White Wine From Colorado?
This lean, clean gewürztraminer gives a new meaning to the phrase 'Rocky Mountain high'
Had any good West Elks vino lately? West Elks is an AVA (officially designated American Viticultural Area) in Delta County, Colo., high in the Rocky Mountains, about 35 miles southeast of Grand Junction. Vineyards in the region grow at an average altitude of about 6,000 feet, making them the highest in the Northern Hemisphere.
Grapes have been grown in the state since the 19th century, but the small Colorado wine industry didn't survive Prohibition. Modern winemaking there dates from the 1960s, and today Colorado boasts about 100 wineries. Some Franco-American hybrid varieties, like seyval blanc, Marechal Foch, and chambourcin, are grown, but most of the plantings are of familiar European cultivars — chardonnay, cabernet sauvignon (and franc), sauvignon blanc, syrah, and so on.
Colorado wines are difficult if not impossible to find outside their home territory, but I did come into possession recently of a bottle of the rather dauntingly named Terror Creek West Elks Garvin Mesa Dry Gewürztraminer 2009. At 6,417 feet of elevation, Terror Creek claims to be the highest-altitude commercial winery and vineyard in the world.
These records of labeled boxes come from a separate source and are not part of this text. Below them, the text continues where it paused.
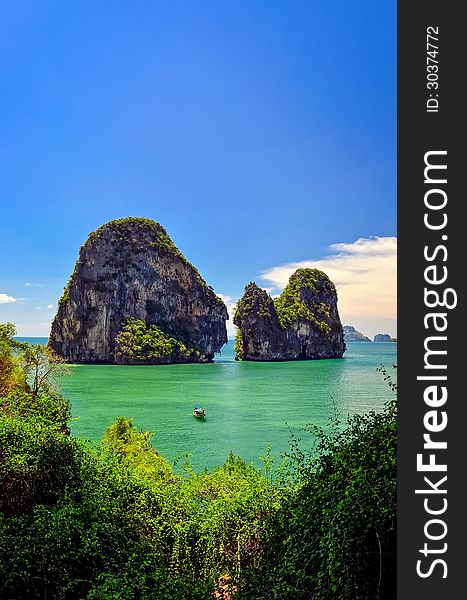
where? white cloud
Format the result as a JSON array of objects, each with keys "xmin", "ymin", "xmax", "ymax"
[
  {"xmin": 217, "ymin": 294, "xmax": 237, "ymax": 337},
  {"xmin": 0, "ymin": 294, "xmax": 16, "ymax": 304},
  {"xmin": 261, "ymin": 237, "xmax": 397, "ymax": 335}
]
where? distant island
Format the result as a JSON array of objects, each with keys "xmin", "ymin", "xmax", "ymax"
[
  {"xmin": 234, "ymin": 269, "xmax": 345, "ymax": 361},
  {"xmin": 344, "ymin": 325, "xmax": 371, "ymax": 342}
]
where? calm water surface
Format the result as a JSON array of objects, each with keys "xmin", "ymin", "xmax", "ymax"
[{"xmin": 52, "ymin": 341, "xmax": 397, "ymax": 470}]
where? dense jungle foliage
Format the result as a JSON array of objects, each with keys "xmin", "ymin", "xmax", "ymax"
[{"xmin": 0, "ymin": 324, "xmax": 396, "ymax": 600}]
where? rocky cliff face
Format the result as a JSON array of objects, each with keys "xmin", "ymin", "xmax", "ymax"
[
  {"xmin": 234, "ymin": 269, "xmax": 345, "ymax": 361},
  {"xmin": 49, "ymin": 218, "xmax": 228, "ymax": 364},
  {"xmin": 344, "ymin": 325, "xmax": 371, "ymax": 342},
  {"xmin": 373, "ymin": 333, "xmax": 394, "ymax": 342}
]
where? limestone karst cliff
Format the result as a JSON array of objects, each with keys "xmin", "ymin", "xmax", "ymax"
[
  {"xmin": 49, "ymin": 218, "xmax": 228, "ymax": 364},
  {"xmin": 234, "ymin": 269, "xmax": 345, "ymax": 361}
]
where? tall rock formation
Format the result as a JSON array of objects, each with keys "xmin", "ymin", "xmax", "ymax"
[
  {"xmin": 49, "ymin": 218, "xmax": 228, "ymax": 364},
  {"xmin": 344, "ymin": 325, "xmax": 371, "ymax": 342},
  {"xmin": 234, "ymin": 269, "xmax": 345, "ymax": 361}
]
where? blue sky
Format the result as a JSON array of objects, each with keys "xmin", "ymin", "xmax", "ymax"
[{"xmin": 0, "ymin": 0, "xmax": 396, "ymax": 335}]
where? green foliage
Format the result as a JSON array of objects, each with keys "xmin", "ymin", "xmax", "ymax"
[
  {"xmin": 103, "ymin": 417, "xmax": 174, "ymax": 481},
  {"xmin": 115, "ymin": 317, "xmax": 204, "ymax": 363},
  {"xmin": 274, "ymin": 269, "xmax": 334, "ymax": 334}
]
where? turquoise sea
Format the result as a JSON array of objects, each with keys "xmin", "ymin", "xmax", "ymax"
[{"xmin": 22, "ymin": 338, "xmax": 397, "ymax": 470}]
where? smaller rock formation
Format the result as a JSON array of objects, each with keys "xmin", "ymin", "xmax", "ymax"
[
  {"xmin": 373, "ymin": 333, "xmax": 393, "ymax": 342},
  {"xmin": 344, "ymin": 325, "xmax": 371, "ymax": 342},
  {"xmin": 234, "ymin": 269, "xmax": 345, "ymax": 361}
]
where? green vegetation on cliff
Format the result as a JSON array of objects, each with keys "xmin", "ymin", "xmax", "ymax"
[
  {"xmin": 115, "ymin": 318, "xmax": 202, "ymax": 363},
  {"xmin": 0, "ymin": 325, "xmax": 396, "ymax": 600}
]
Winemaker Joan Mathewson, who owns Terror Creek with her husband, John, learned the vintner's art in Switzerland, itself home to many high-altitude vineyards. She specializes in Alsatian-style riesling, gewürztraminer, and pinot noir (the winery also produced a chardonnay and a pinot noir–gamay noir blend).
The gewürztraminer I tasted was good stuff — crisp, clean, brightly acidic, surprisingly high in alcohol for a high-altitude wine (14.5 percent), and as dry as promised. That said, it was shy with the traditional gewürztraminer aromatics, and not as rich as good examples of its Alsatian counterparts, but it was attractive enough to make me want to sample more Colorado wines, from Terror Creek and elsewhere.